Chylothorax : ligature du canal thoracique assistée par fluorescence
Le chylothorax idiopathique est une affection rare mais grave, nécessitant la ligature du canal thoracique pour stopper l’épanchement chyleux. Le défi principal réside dans l’identification peropératoire de ce canal, souvent enfoui dans la graisse médiastinale.
L’injection ciblée d’ICG (nœud poplité, coussinet métatarsien, ou mésentère) permet de visualiser avec un contraste élevé les structures lymphatiques afférentes. En thoracoscopie, la fluorescence offre une carte dynamique du canal thoracique et de ses branches accessoires, facilitant une ligature complète. Cette méthode permet d’atteindre un taux de résolution clinique de 85 à 95 %, tout en réduisant le traumatisme chirurgical et la durée d’hospitalisation.

Visualisation du canal thoracique et de ses branches accessoires après injection d’ICG dans le nœud lymphatique mésentérique par thoracoscopie.

Mise en place de clip sur le canal thoracique par thoracoscopie.
Conclusion
La chirurgie guidée par fluorescence, en intégrant l’imagerie dynamique au geste chirurgical, marque une avancée décisive en médecine vétérinaire. Par son apport en visualisation tissulaire, elle permet une meilleure compréhension des structures anatomiques, réduit les complications peropératoires et améliore les résultats cliniques.
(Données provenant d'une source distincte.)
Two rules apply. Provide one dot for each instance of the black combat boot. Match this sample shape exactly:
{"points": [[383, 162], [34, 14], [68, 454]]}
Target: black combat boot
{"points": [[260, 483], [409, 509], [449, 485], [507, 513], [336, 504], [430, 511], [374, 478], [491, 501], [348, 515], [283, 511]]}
Déjà bien implantée en médecine humaine, cette technologie s’adapte progressivement aux réalités de la pratique vétérinaire, portée par une volonté d’innovation et de progrès thérapeutique. Son adoption plus large reste conditionnée par l’accessibilité des équipements, la formation des praticiens et l’optimisation des protocoles. Mais l’avenir de la chirurgie vétérinaire semble désormais éclairé — au sens propre — par la lumière de la fluorescence.